Model-based clustering for multivariate time series of counts
Thomas, Sarah Julia
Ensor, Katherine B.; Ray, Bonnie K.
Doctor of Philosophy
This dissertation develops a modeling framework for univariate and multivariate zero-inflated time series of counts and applies the models in a clustering scheme to identify groups of count series with similar behavior. The basic modeling framework used is observation-driven Poisson regression with generalized linear model (GLM) structure. The zero-inflated Poisson (ZIP) model is employed to characterize the possibility of extra observed zeros relative to the Poisson, a common feature of count data. These two methods are combined to characterize time series of counts where the counts and the probability of extra zeros may depend on past data observations and on exogenous covariates.
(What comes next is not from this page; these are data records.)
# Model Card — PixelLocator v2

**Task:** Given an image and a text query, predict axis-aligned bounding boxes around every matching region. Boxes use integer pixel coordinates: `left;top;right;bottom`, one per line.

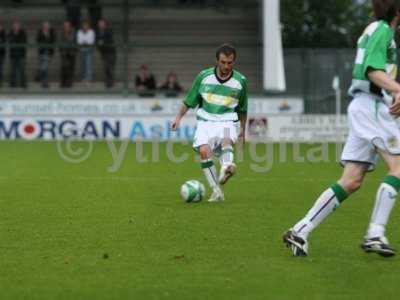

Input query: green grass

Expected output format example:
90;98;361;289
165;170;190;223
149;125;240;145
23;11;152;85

0;142;400;300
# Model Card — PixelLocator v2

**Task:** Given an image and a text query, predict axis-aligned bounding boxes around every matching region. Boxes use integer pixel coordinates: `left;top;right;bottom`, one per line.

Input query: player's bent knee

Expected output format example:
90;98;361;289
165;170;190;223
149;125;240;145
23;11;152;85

199;146;211;159
340;178;362;194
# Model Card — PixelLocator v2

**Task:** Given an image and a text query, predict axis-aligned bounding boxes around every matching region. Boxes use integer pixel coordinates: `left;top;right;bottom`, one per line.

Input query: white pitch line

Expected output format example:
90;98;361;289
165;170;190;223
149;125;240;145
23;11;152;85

0;175;332;182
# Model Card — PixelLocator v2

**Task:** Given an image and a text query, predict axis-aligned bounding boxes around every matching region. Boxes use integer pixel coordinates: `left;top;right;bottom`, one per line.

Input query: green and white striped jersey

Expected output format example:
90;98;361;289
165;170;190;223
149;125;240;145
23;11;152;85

349;21;397;98
183;68;247;121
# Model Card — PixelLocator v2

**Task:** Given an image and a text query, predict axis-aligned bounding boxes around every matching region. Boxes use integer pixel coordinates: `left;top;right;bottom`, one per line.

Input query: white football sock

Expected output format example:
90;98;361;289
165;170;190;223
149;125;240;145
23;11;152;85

293;184;347;239
367;183;398;238
201;159;218;189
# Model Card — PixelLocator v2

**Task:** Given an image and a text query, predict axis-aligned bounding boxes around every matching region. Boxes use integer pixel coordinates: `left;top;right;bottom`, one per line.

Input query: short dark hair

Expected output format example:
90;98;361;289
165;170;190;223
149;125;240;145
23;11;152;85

216;44;236;60
372;0;400;23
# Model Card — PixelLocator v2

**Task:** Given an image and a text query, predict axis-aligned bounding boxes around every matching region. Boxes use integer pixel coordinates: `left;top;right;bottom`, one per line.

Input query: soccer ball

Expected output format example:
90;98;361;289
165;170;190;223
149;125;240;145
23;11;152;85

181;180;206;203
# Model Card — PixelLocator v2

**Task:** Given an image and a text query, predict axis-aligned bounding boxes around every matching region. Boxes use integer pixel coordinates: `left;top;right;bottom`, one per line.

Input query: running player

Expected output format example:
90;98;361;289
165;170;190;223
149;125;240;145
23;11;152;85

283;0;400;257
172;44;247;202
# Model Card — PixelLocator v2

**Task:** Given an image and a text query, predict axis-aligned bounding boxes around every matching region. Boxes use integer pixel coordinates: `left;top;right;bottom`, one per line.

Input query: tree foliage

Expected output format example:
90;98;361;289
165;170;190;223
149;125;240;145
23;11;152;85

281;0;371;48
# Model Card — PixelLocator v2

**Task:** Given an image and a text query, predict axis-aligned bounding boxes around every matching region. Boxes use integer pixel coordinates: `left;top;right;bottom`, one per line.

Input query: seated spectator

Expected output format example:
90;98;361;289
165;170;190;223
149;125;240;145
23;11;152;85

0;23;7;87
8;21;28;88
61;0;81;30
135;65;157;97
96;19;117;88
77;21;96;85
60;21;76;88
160;72;183;97
36;21;56;88
86;0;103;30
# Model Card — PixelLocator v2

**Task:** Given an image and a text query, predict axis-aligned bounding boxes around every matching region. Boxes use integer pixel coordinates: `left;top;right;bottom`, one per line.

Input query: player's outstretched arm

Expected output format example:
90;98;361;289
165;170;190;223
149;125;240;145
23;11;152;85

171;104;189;131
239;112;247;144
368;70;400;116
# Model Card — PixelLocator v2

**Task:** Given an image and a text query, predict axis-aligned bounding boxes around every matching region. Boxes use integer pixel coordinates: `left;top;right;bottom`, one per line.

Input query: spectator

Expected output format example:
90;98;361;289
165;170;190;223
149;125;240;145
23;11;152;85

77;21;96;85
60;21;76;88
87;0;103;34
61;0;81;30
96;19;117;88
0;23;7;87
36;21;56;88
8;21;27;88
135;65;157;97
160;72;183;97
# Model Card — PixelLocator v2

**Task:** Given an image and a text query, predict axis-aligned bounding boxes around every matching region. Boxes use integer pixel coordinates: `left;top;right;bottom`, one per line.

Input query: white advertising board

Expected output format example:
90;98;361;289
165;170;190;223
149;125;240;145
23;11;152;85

0;115;347;143
0;96;304;117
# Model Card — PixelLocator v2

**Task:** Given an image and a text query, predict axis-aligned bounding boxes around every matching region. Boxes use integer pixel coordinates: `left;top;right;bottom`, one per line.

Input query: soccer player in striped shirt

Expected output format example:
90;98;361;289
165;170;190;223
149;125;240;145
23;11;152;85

283;0;400;257
172;44;247;202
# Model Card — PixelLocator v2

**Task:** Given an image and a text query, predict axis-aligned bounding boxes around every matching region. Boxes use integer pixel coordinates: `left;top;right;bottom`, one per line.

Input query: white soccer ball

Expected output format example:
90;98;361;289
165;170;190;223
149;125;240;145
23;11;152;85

181;180;206;203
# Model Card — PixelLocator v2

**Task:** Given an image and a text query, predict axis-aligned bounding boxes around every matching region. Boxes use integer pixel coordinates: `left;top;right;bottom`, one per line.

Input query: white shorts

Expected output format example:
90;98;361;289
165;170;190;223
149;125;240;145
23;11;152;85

193;121;239;152
341;94;400;170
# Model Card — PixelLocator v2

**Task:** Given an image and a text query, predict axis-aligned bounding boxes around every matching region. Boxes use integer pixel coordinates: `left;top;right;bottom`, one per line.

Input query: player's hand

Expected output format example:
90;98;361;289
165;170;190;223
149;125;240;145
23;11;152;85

239;128;246;145
171;119;181;131
390;92;400;117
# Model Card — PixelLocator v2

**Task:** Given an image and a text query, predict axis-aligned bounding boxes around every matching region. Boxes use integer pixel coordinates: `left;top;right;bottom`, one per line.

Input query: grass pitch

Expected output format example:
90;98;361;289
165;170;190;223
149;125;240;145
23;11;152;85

0;142;400;300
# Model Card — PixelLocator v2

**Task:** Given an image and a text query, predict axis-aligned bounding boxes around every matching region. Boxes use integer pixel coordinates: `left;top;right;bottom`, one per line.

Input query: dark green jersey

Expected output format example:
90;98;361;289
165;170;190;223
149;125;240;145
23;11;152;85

184;68;247;121
349;21;397;97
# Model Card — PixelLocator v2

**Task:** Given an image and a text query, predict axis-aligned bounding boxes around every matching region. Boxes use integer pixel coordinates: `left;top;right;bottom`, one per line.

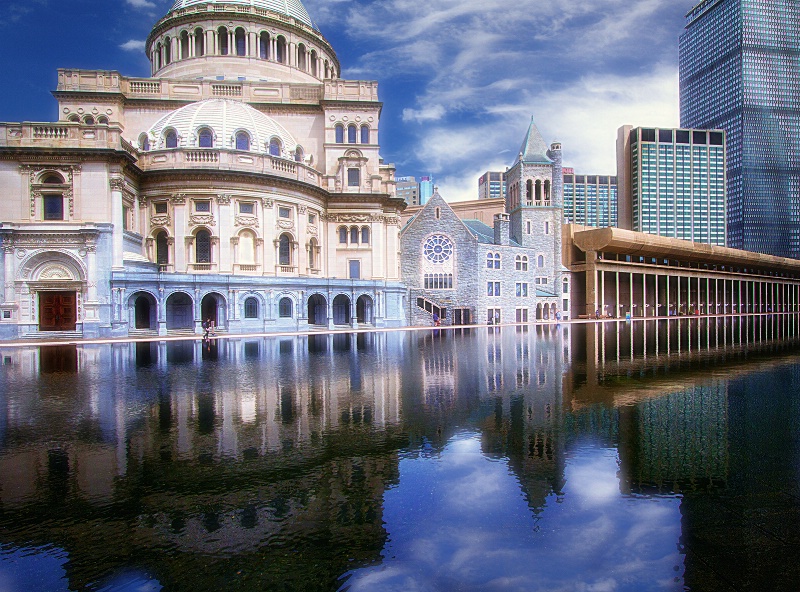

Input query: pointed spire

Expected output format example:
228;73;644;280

519;115;553;164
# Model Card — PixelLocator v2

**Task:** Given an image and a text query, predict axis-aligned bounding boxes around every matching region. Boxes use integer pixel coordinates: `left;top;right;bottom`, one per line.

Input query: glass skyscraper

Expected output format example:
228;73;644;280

617;125;725;246
680;0;800;258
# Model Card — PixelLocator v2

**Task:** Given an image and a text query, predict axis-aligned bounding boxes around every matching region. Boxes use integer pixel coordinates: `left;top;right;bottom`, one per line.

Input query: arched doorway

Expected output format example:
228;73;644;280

356;294;374;324
200;292;225;327
167;292;194;329
333;294;350;325
308;294;328;325
131;292;156;329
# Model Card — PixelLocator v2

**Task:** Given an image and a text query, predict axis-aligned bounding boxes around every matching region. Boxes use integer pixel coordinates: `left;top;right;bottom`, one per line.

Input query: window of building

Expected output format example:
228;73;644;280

244;296;258;319
278;297;294;319
197;127;214;148
42;193;64;220
348;259;361;280
194;230;211;263
236;132;250;150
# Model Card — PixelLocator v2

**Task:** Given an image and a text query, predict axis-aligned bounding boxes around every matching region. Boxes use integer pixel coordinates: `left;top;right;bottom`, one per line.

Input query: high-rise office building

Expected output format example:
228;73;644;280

680;0;800;258
617;125;726;246
564;168;617;228
478;171;506;199
419;175;433;206
395;176;421;206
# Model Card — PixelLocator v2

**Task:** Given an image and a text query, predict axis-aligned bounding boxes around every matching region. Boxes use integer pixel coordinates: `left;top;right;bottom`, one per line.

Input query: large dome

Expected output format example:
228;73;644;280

148;99;298;158
172;0;314;28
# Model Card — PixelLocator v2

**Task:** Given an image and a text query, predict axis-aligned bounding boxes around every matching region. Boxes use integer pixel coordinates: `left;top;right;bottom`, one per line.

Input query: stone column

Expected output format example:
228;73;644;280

108;177;125;270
A key contribution of this work is a novel modeling paradigm for multivariate zero-inflated counts. The three related models considered are the jointly-inflated, the marginally-inflated, and the doubly-inflated multivariate Poisson. The doubly-inflated model encompasses both marginal-inflation, which allows for additional zeros at each time epoch for each individual count series, and joint-inflation, which allows for zero-inflation across all multivariate series. These models improve upon previously proposed models, which are either too rigid or too simplistic to be applicable in a wide variety of applications. To estimate the model parameters, a new Monte Carlo Estimation Maximization (MCEM) algorithm is developed. The Monte Carlo sampling eliminates complex recursion formulas needed for calculating the probability function of the multivariate Poisson. The algorithm is easily adapted for different multivariate zero-inflation schemes. The new models, new estimation methods, and applications in clustering are demonstrated on simulated and real datasets. For an application in finance, the number of trades and the number of price changes for bonds are modeled as a bivariate doubly zero-inflated Poisson time series, where observations of zero trades or zero price changes represent the liquidity risk for that bond. In an environmental science application, the new models are used in a model-based clustering scheme to study counts of high pollution events at air quality monitoring stations around Houston, Texas. Clustering reveals regions of the air monitoring network which behave similarly in terms of time dependence and response to covariates representing atmospheric conditions and physical sources of air pollution.